Employees should do their part by calling in sick or avoiding close contact with co-workers when contagious. Practice good “flu etiquette” by covering the nose and mouth when coughing or sneezing. Wash hands frequently and try not to touch mucus membrane areas like the eyes, mouth or nose that are susceptible to germs. And keep Oscillo handy in a desk drawer to take at the first sign of symptoms.WHY EMPLOYERS AND EMPLOYEES SHOULD CARE ABOUT FLU
Every year, between 5 percent and 20 percent of the United States population gets the flu. Estimates of the effect from the common flu strain on productivity vary because of monitoring difficulties. Yet, most statistics demonstrate that businesses should consider the impact.

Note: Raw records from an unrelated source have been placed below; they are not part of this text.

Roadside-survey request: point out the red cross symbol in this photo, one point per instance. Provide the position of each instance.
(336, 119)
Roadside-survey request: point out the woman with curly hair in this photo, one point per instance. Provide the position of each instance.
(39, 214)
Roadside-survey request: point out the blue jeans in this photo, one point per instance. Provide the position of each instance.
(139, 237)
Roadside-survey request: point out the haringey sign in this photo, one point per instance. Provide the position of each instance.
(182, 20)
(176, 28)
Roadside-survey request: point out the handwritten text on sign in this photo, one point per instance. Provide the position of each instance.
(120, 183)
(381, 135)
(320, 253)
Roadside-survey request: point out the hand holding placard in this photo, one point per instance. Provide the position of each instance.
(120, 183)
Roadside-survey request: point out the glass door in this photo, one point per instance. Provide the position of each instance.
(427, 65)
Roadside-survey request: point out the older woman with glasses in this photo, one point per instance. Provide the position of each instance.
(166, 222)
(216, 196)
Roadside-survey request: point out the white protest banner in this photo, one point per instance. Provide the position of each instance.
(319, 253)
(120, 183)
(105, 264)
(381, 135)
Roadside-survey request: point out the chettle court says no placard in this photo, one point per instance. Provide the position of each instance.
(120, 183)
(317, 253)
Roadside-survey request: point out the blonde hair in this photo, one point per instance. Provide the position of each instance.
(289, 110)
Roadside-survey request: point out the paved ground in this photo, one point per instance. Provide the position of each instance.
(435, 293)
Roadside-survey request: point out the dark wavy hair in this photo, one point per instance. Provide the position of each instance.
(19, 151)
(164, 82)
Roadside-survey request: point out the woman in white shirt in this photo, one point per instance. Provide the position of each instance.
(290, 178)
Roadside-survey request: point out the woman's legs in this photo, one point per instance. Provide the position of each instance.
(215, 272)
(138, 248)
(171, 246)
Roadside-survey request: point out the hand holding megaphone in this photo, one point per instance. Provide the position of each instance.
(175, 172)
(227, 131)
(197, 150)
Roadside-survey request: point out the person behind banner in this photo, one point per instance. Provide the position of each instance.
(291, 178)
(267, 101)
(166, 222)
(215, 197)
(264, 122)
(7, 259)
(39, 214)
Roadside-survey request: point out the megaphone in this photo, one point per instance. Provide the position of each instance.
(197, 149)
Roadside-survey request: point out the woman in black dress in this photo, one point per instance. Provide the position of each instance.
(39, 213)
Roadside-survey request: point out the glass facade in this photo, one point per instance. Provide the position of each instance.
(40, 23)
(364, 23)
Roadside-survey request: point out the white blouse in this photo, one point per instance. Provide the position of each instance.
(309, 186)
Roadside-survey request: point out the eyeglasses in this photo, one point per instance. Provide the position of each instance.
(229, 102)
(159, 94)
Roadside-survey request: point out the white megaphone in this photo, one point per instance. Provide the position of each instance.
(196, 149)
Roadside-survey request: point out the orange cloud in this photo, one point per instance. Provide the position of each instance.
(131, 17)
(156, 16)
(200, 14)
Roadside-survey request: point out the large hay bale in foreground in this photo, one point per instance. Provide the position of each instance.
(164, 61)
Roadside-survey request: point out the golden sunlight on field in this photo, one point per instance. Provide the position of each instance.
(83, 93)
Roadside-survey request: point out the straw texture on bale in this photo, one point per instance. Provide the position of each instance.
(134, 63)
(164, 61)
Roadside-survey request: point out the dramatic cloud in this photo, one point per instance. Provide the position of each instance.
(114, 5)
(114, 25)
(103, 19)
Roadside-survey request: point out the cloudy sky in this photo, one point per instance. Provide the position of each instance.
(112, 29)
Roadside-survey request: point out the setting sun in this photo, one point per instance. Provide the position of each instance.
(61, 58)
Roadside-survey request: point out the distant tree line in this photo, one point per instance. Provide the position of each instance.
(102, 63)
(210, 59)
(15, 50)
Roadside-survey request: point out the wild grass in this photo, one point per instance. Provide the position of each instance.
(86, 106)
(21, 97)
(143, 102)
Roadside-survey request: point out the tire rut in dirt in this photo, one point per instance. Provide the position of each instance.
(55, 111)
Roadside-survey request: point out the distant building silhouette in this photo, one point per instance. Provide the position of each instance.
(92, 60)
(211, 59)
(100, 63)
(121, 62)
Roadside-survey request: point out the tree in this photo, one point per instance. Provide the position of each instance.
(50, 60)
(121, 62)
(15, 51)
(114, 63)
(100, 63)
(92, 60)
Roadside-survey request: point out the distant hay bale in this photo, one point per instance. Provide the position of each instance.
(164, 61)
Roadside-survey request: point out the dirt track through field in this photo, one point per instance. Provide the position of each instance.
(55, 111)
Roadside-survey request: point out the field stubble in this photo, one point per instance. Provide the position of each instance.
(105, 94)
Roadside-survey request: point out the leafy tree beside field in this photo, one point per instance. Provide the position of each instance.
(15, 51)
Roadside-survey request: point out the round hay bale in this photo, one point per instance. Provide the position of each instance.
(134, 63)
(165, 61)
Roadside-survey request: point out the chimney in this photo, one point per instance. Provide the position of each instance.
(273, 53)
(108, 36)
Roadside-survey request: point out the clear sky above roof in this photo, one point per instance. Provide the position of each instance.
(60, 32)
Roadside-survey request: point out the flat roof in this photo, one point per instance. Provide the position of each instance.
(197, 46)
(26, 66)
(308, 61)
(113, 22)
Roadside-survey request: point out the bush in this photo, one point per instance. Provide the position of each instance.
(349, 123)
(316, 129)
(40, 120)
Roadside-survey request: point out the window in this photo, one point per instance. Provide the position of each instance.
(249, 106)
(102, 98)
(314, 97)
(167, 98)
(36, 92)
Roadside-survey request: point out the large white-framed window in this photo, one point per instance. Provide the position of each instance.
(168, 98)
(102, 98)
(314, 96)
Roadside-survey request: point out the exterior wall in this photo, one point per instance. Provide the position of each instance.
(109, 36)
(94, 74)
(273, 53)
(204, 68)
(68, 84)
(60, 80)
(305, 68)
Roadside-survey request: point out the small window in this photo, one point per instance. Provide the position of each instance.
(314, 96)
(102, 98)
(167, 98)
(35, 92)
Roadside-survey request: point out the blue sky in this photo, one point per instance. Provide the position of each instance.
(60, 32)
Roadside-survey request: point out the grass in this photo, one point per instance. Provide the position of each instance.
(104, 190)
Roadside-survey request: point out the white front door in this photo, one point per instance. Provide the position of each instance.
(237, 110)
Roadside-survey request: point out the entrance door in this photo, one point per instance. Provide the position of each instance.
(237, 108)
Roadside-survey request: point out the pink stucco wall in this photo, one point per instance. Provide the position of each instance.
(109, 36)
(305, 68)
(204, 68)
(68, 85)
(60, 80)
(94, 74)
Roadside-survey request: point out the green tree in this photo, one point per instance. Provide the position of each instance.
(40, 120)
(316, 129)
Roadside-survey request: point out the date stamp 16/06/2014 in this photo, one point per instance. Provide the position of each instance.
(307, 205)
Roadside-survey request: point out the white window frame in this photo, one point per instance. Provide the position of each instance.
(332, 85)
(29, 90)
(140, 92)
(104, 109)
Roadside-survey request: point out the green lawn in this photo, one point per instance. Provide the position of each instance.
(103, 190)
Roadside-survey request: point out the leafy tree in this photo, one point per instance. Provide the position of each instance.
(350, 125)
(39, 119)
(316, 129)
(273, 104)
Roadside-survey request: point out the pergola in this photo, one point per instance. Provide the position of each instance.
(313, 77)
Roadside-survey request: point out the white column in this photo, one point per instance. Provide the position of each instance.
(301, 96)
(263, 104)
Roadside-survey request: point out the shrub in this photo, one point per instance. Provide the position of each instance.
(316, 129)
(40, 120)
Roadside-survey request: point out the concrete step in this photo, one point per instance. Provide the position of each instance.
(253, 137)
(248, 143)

- “According to the U.S. Department of Labor, the average worker will be out 2.8 days. If 15 million workers get the flu in a winter, that translates into a cost of nearly $20 billion for U.S. employees. This figure doesn’t even include the cost incurred when employees go to work sick and can’t perform at their peak. It is estimated that these employees who come to work with the flu increase lost workdays by 10 percent to 30 percent.”
(Source: “Combating normal flu virus” by Sharon Kaleta, CEO of the Disability Management Employer Coalition. Business Insurance, Jan. 23, 2006.)
- The Center for Health Research Rural Advocacy at Geisinger Health System in Danville, Pa., “calculated the total cost of presenteeism in the United States to be more than $150 billion per year.” Sick workers are less productive, take longer to get better and often infect their colleagues.
(Source: Paul Hemp, Harvard Business Review, October 2004.)
- “About 10 percent to 12 percent of all absences from work are because of the flu. That translates to about 15 million lost workdays a year. And that doesn’t count people who come to work sick and perform under par, or healthy workers who stay home to take care of sick relatives.”
(Source: Roslyn Stone, COO of Corporate Wellness, Inc., a healthservice company based in New York City. Tallahassee Democrat, Nov. 17, 2005.)
- In a typical year, it is estimated that flu in the workplace may result in as much as $10 billion in lost productivity.
(Source: David Cutler, Harvard University health economist. “Flu vaccine shortage could cost the U.S. $20 billion,” Associated Press, Oct. 21, 2004.)
- “Memorial Hospital in Colorado cites statistics showing that an average of 75 million workdays is lost to viral illness in the U.S. every year. Flu-stricken employees miss an average of three workdays. This costs companies about $7 billion in sick days and lost productivity.”
(Source: “Enlisting Keyboard in the Fight against Flu” by Tom Gaudio. NJBIZ, Oct. 24, 2005.)
- “Flu costs American businesses nearly $12 billion annually in lost productivity.”
(John Beckley, Director, Hunterdon County Department of Health. Courier News, Bridgewater, N.J., Nov. 3, 2005.)